I finally read the whole Table1A in the King et al paper. This study is all over the map on inclusion in that table with only a small quantity of SV+ men. Even Stage pT2c men are inclusive but with high Gleason sums. That's a real problem. I do know that many of these men choose adjuvant therapy and should not. And I would agree with King et al that there results of SRT v ART is compelling to watch and wait. But look again at the "BJU Group D is way better than waiting" post I showed. When you separate pT3b from even pT3a there is a HUGE difference in survival and biochemical failure rates in favor of ART with HT. This is a very different demographic of inclusion than the King et al paper as it is broken out better.

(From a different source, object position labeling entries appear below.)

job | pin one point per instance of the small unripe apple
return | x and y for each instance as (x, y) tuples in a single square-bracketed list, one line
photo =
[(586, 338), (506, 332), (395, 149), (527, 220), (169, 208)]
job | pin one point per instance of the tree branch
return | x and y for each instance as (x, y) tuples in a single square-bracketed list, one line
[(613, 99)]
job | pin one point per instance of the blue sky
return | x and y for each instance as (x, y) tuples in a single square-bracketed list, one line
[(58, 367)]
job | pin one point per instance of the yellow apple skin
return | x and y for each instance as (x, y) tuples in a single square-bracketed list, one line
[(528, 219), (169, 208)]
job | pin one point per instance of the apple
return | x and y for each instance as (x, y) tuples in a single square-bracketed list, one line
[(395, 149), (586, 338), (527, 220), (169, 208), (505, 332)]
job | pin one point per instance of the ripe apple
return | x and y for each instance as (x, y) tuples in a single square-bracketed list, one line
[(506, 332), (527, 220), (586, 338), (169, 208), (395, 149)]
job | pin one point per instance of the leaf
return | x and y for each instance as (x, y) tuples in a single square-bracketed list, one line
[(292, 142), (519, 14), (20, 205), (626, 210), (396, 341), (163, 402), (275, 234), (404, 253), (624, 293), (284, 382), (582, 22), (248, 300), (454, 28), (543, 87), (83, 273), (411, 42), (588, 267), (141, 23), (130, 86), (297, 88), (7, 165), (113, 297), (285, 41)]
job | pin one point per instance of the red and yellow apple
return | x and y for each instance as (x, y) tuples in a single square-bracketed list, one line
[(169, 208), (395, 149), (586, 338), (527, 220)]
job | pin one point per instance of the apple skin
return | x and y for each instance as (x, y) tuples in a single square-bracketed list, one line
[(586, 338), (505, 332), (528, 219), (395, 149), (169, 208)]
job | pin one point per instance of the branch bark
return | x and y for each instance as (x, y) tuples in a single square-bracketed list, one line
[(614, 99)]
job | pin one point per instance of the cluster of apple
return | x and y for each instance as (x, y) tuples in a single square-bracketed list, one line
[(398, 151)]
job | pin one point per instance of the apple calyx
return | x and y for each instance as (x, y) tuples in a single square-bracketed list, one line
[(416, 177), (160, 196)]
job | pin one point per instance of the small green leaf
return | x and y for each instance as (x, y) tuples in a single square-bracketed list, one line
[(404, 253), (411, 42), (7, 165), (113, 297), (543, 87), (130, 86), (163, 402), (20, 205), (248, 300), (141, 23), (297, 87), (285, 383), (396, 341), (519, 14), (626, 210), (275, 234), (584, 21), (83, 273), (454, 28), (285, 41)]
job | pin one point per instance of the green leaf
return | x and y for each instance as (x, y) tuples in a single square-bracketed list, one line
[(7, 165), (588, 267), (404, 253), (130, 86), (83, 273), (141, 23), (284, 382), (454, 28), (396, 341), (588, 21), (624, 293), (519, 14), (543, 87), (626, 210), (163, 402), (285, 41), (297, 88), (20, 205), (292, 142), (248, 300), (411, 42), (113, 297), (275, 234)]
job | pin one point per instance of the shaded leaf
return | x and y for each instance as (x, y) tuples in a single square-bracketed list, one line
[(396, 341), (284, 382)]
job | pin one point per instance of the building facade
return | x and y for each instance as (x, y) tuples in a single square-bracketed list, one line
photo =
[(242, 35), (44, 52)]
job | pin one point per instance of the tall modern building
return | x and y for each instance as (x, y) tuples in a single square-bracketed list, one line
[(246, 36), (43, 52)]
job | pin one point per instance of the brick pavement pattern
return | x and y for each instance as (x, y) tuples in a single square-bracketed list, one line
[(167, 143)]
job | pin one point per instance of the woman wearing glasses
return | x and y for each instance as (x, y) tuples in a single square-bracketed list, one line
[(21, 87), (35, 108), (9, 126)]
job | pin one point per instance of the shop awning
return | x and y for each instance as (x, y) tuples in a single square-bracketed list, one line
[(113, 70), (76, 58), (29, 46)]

Good morning. Sorry for the delay in posting. Husband, John, and I both came down with bronchitis. The April 21 PSA came back 0.02 (this is the fourth post-surgery PSA at undetectable). Met with surgeon who still insists on no RT, then met with Rad Onc who still insists on starting RT end of May. The Rad Onc brought up his concerns, which mirror yours, about getting beyond the level of PSA that makes RT the most effective. He wants to make certain we catch the PSA at its lowest level. Right now we're more stressed waiting on PSA results than worrying about RT side effects. John has decided to schedule the RT and move on. I know fagitue is a common issue, but are there other things to be concerned with that could interfere with John doing his job? He works out of our home, is a sales guy (high end customer service/leadership training) and usually does extensive travelling which will be curtailed til radiation is done. He does a great deal of phone networking, coordinating, international sales conferences, etc. We want to plan as best as possible so that everyone and every contingency is covered in case he needs backup. There has not been a discussion on use of hormones, and the Rad Onc is adamant in his belief that he doesn't need them, that the amount of gy's (70.2) will do the trick. We still plan to see a Med Onc to have them on the team as well, but the Rad Onc felt they wouldn't start hormones either. I keep going back to thinking the "debulking" from the surgery could be a cure. That the gleason 6 positive margin was minimal and less likely to spread, that the SVI being direct and not distal plays into the cancer being removed, that the tertiary 5 was in the body of the gland and removed and didn't have an opportunity to take hold someplace else. It's like high-stakes gambling, either way it's played. Roll the dice and try to minimalize the fallout. Thanks for all your information, guidance, advise. John's slogan since all this started is "technology will save my a**." So in five years or so when radiation side effects really start to kick in, hopefully science will as well.